Something that we have no control over.
1. I hit an approach shot and my beautiful shot is stopped by a bunker rake that a someone threw down on the fairway approaching the green instead of back into the bunker. I have no idea the rake is there because I'm too far away to see it. I know that my ball would have stopped near the cup because of it's speed and direction. That's bad luck for me.
2. You're strolling through the neighborhood, trying to find your pusher. Some dumb kid blindly fires a stolen 9mm a couple of blocks away, strikes you in the head and kills you. That was bad luck also. Very bad luck.
 
Something that we have no control over.
1. I hit an approach shot and my beautiful shot is stopped by a bunker rake that a someone threw down on the fairway approaching the green instead of back into the bunker. I have no idea the rake is there because I'm too far away to see it. I know that my ball would have stopped near the cup because of it's speed and direction. That's bad luck for me.
You hit the shot, so you had complete control over where the ball went.
2. You're strolling through the neighborhood, trying to find your pusher. Some dumb kid blindly fires a stolen 9mm a couple of blocks away, strikes you in the head and kills you. That was bad luck also. Very bad luck.
Curious what a "pusher" is. I'm not familiar with the term.

However, are you sure it wasn't extremely lucky...? Maybe the dumb kid was hoping to hit someone..? Should he not get some credit for managing to lead the unseen target correctly...?

"Luck" is a word to describe the perception of random chance.
 
You hit the shot, so you had complete control over where the ball went.
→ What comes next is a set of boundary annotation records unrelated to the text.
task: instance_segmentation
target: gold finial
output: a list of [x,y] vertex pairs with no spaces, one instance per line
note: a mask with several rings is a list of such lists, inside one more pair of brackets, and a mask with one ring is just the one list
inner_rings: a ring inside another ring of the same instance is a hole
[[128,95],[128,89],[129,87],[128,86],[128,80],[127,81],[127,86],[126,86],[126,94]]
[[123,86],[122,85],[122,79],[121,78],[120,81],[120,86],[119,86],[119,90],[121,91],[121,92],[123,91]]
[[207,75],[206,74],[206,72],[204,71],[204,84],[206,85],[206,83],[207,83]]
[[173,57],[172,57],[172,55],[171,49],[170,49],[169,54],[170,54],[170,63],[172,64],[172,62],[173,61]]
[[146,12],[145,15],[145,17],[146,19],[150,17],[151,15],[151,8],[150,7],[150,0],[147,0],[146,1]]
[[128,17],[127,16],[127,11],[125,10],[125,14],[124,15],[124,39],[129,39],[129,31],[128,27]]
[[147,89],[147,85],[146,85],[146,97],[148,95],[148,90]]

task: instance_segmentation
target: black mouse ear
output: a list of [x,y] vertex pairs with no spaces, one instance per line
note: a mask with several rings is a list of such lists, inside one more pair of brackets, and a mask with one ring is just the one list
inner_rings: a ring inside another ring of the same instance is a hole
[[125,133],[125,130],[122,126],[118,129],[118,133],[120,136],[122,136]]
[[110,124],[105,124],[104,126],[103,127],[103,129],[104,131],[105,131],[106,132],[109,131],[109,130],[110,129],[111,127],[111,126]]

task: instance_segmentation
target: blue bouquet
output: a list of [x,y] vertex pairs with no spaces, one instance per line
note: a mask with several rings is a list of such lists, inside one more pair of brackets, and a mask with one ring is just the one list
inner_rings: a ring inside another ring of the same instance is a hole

Curious what a "pusher" is. I'm not familiar with the term.

However, are you sure it wasn't extremely lucky...? Maybe the dumb kid was hoping to hit someone..? Should he not get some credit for managing to lead the unseen target correctly...?

"Luck" is a word to describe the perception of random chance.
Normally, I don't engage in conversations with people that don't listen to what I'm telling them (it's extremely rude), but in this case, I'm going to make an exception. After this, I'll no longer converse with you. First, you stated ' You hit the shot, so you had complete control over where the ball went.'. Your statement completely disregards the location of the rake, which I had absolutely no control over. Second, you stated 'Maybe the dumb kid was hoping to hit someone? Should he not get some credit for managing to lead the unseen target correctly...?'. I stated that he fired the weapon 'blindly'. The bullet that struck you was entirely by chance, as I told you, it was bad luck; very bad luck. You read what I write but you don't pay attention to what I'm saying. Therefore, I'm finished with you. It's impossible to have an intelligent conversation with someone that doesn't listen to what you're telling him. Farewell.